# Using MDF on an enclosed porch?



## LearningAsIGo (Mar 8, 2011)

I'm planning on creating shaker style wainscoting for my porch and was thinking about using MDF because it would be cheaper than real wood and I will be painting it anyway. The porch is enclosed and basically another room in the house but it does not have heat or air conditioning and I do live in New England. The walls are insulated but the ceiling and floor are not. I hope to insulate the ceiling at some point.

Does MDF not tolerate cold or heat well or do you just have to worry about swelling if it comes in contact with water?


----------



## LeeBarker (Aug 6, 2010)

My view is that your site would be considered exterior inasmuch as there's no heat. It's the edges of MDF that absorb moisture easily, and I have a hunch that in a few years you'd regret the decision.

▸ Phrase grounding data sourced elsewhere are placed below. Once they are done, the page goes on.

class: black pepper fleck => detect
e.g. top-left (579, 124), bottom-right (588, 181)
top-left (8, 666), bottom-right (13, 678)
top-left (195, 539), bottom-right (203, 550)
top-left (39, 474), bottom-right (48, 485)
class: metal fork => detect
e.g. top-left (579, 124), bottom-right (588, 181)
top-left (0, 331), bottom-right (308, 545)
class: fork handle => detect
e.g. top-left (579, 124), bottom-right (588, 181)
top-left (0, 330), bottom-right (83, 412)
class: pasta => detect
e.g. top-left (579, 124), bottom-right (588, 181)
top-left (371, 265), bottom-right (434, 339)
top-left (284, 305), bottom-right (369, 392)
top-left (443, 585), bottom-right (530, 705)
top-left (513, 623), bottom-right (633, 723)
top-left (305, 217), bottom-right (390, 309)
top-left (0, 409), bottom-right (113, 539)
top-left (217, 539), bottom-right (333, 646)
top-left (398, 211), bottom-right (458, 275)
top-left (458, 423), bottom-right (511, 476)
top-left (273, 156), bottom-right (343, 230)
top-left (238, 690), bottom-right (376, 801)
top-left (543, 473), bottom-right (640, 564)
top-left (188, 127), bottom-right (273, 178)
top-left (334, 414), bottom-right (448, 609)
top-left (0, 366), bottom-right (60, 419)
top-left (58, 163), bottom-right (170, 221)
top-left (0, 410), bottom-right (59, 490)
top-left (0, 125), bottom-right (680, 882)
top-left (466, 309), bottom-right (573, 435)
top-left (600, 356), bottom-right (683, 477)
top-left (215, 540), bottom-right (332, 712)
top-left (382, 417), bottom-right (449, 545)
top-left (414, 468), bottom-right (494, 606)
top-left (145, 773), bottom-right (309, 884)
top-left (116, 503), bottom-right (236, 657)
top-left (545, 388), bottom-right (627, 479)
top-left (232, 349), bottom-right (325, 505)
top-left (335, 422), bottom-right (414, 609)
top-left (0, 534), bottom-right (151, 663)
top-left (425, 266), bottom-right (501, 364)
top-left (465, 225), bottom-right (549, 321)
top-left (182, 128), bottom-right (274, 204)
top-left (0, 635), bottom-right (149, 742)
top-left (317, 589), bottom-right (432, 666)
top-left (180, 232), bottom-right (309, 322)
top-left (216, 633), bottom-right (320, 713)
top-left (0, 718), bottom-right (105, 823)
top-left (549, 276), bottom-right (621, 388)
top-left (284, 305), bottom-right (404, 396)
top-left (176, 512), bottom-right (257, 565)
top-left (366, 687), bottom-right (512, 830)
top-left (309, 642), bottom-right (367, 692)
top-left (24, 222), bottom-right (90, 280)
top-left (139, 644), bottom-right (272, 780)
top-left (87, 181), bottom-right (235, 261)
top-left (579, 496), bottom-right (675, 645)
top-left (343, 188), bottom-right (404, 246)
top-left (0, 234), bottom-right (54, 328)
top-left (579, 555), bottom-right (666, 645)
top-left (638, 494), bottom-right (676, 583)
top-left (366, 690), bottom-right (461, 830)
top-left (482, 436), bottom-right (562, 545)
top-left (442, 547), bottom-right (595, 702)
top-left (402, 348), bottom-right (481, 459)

Consider an exterior ply with a sanded face if you want to go to sheet goods.

Kindly,

Lee


----------



## CharlieM1958 (Nov 7, 2006)

I agree with Lee. A few dollars saved now will leave you kicking yourself later.


----------



## Loren (May 30, 2008)

My first reaction would be a no on the MDF in an exterior application
but then I remembered it is sold as a profiled siding material and 
has been for many years.

If I were you I'd research the durability of the siding and ask
yourself if you want to take a chance.


----------



## reggiek (Jun 12, 2009)

MDF does not tolerate moisture - it will swell and turn into mush….exterior ply or OSB would be a better choice….Another way to go is to use pine or Douglas Fir as it is cheap (or any other cheap wood would work as being painted can give it enough protection from the elements) and when painted can be fairly tolerant of the moisture ….White Oak, Redwood or Cedar are typically the go to outdoor woods.


----------



## BillWhite (Jul 23, 2007)

There is an exterior grade MDF that will work just fine. Look it up on the net. I have it on the exterior columns on my home. As long as it is not submerged…....
Bill


----------



## LeeBarker (Aug 6, 2010)

I had forgotten about the exterior MDF too, Loren. A friend put a hunk in water and it was there a couple weeks and did not even change shape. 3/4" thick.

And that's all I know!

Kindly,

Lee


----------



## reggiek (Jun 12, 2009)

I have heard of an exterior grade MDF, but have only seen it made into siding (expensive yet looks cheap…and tacky) I imagine they would have a bonding agent that is waterproof….and hopefully UV proof also. I do not know the price of it….but I still think you would be better served by an exterior solid wood…like plywood or such….because even if the binding agent is waterproof…the wood particles are not…sooner or later it will break down….but that is more a personal preference….I am not a big fan of MDF…I pretty much only use it for jigs.


----------